FDA Grants Breakthrough Therapy Designation to Incyte's INCA033989 for Essential Thrombocythemia

Reuters12-07

FDA Grants Breakthrough Therapy Designation to Incyte's INCA033989 for Essential Thrombocythemia

The U.S. Food and Drug Administration (FDA) has granted Breakthrough Therapy designation to Incyte Corporation's INCA033989, a first-in-class mutant calreticulin (mutCALR)-targeted monoclonal antibody.

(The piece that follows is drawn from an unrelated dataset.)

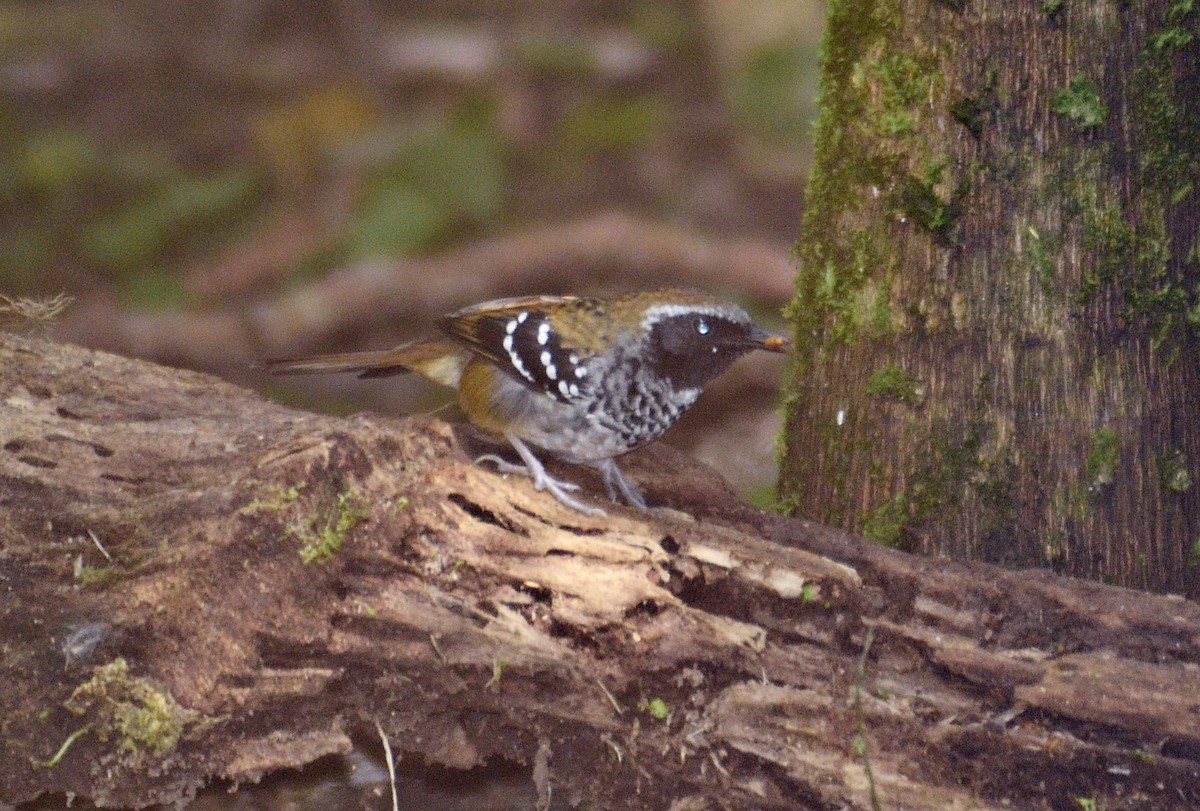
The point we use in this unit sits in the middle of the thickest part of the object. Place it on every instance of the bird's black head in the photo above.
(690, 346)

This designation is for the treatment of essential thrombocythemia $(ET)$ patients with a Type 1 CALR mutation who are resistant or intolerant to at least one cytoreductive therapy. The decision was supported by early Phase 1 data showing that INCA033989 was well-tolerated and achieved rapid, durable normalization of platelet counts. Incyte plans to initiate a Phase 3 program evaluating INCA033989 in ET patients with all types of CALR mutations in mid-2026, pending regulatory alignment. Updated safety and efficacy data will be presented at the 2025 ASH Annual Meeting.

Disclaimer: This news brief was created by Public Technologies (PUBT) using generative artificial intelligence. While PUBT strives to provide accurate and timely information, this AI-generated content is for informational purposes only and should not be interpreted as financial, investment, or legal advice. Incyte Corporation published the original content used to generate this news brief via Business Wire (Ref. ID: 20251207536613) on December 07, 2025, and is solely responsible for the information contained therein.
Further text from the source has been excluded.